While not conclusive, at least is reproducible. My "best guess" is the web server won't handle v6.
I agree they are blocking.
My point was that I couldn't get there using v6, but I could using v4.
My conclusion is they probably don't have v6 available from the web server.

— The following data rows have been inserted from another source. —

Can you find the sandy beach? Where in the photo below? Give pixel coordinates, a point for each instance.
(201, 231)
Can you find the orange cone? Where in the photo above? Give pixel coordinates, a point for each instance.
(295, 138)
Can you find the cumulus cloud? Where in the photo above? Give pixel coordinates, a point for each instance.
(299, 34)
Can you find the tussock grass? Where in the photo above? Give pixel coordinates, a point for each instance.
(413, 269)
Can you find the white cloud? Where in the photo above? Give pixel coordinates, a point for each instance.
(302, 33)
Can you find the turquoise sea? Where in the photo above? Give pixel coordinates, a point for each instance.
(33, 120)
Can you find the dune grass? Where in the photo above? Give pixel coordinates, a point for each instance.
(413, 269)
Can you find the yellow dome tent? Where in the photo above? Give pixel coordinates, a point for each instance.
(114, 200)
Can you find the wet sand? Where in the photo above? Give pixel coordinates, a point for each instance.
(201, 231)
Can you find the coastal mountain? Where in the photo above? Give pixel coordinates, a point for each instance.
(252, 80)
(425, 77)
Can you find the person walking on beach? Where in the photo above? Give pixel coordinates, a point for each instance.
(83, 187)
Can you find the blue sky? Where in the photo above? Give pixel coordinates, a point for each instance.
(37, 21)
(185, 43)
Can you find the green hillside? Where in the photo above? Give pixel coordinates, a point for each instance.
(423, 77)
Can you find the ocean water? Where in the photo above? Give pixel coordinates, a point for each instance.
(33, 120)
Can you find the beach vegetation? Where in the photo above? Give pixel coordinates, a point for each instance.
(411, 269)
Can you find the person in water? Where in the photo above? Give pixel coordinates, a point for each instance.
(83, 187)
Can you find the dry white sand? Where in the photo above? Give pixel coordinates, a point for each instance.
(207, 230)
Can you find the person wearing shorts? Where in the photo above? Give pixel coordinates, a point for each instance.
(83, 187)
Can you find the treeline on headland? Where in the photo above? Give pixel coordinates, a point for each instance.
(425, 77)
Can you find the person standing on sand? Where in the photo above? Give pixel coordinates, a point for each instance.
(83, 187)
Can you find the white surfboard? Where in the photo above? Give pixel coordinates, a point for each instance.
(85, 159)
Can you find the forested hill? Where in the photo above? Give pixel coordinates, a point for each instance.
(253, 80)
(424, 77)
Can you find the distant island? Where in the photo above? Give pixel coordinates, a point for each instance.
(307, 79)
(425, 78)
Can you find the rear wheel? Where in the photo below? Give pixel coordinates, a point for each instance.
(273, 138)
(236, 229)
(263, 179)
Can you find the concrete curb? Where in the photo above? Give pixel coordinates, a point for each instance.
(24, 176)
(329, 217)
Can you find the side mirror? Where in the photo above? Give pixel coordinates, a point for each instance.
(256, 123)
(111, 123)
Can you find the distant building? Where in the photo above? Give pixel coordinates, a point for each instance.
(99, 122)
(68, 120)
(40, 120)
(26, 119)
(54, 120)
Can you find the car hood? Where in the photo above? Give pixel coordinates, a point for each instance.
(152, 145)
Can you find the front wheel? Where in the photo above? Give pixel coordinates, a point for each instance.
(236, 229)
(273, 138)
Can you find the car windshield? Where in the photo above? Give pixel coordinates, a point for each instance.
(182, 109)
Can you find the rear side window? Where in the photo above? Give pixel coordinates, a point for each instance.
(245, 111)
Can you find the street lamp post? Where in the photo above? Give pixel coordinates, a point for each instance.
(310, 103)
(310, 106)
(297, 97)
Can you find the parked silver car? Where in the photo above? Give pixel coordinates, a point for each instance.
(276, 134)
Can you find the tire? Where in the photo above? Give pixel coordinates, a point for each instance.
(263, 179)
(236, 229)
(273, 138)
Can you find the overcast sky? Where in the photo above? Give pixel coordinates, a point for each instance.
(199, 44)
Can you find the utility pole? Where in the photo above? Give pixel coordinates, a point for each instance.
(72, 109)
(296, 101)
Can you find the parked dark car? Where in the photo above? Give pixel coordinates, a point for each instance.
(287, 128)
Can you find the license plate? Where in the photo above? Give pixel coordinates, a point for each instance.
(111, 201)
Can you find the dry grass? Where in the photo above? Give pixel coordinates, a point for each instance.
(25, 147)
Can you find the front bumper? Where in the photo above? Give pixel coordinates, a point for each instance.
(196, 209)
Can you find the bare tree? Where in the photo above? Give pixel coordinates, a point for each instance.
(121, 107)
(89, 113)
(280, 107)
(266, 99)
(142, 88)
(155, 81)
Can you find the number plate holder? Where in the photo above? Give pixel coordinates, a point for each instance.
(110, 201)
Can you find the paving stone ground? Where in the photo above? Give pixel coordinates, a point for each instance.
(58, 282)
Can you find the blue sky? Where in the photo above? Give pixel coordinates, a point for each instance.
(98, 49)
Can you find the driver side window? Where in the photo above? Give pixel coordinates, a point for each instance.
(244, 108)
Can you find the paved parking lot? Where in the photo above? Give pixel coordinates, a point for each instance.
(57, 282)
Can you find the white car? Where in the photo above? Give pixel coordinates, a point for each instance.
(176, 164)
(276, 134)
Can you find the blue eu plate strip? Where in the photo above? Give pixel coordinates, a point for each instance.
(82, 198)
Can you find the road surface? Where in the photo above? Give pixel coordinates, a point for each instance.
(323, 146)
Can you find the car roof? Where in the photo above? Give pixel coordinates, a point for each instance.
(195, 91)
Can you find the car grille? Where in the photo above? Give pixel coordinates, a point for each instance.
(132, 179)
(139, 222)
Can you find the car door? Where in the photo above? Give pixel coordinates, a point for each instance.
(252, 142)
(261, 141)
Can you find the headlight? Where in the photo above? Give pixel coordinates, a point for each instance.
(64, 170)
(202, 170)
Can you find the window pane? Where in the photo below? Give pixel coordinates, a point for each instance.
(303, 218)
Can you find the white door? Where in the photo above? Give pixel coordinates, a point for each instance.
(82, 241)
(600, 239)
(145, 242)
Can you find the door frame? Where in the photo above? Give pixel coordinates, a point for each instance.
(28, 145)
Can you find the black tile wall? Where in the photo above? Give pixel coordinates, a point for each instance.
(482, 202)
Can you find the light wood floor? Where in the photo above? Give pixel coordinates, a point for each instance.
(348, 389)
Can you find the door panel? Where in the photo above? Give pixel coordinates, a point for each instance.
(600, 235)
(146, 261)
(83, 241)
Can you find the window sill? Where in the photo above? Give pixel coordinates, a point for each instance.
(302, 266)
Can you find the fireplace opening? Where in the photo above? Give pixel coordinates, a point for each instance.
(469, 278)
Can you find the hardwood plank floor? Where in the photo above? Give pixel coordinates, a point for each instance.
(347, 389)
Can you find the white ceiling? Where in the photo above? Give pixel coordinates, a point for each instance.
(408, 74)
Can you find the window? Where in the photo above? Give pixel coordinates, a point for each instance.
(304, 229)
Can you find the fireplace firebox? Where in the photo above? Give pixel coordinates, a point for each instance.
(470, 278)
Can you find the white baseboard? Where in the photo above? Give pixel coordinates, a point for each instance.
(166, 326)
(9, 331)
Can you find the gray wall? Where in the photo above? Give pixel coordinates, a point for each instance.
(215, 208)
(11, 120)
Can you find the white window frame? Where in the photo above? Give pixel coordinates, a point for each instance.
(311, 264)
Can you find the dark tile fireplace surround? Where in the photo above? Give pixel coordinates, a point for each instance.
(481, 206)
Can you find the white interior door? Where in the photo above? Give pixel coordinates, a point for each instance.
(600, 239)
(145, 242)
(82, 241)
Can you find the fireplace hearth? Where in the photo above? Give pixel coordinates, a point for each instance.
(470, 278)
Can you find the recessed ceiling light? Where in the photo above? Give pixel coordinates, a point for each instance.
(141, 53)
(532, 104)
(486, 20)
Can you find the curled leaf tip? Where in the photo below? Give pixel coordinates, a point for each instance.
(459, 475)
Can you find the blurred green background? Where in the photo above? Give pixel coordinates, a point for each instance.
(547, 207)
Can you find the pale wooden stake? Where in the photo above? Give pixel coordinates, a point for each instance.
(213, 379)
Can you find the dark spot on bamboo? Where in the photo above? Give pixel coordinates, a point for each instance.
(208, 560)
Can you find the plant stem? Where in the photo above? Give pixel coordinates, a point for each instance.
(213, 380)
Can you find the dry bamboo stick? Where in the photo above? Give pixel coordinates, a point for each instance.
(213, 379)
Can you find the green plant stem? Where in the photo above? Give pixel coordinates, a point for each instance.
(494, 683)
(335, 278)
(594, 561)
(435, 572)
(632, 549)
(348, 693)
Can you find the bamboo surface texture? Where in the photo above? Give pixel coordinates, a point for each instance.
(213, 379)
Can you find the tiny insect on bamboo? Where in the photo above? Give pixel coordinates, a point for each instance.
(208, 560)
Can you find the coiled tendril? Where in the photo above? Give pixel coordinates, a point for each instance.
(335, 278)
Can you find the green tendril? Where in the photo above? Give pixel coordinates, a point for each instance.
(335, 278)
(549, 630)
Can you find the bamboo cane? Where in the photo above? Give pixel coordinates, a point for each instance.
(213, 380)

Their site is available over V6 if you manually lower the MTU on your client device so that there are no icmp6 'packet too big' messages to get lost, e.g.
$ sudo ip link set dev eth0 mtu 1280
or
$ sudo ifconfig eth0 mtu 1280
Note this article:
Quotehttp://www.federaltimes.com/article/20140214/BLG01/302140005/The-411-IPv6
The U.S. Government is still working on IPv6 compliance. Although not said specifically, many agencies are way behind schedule.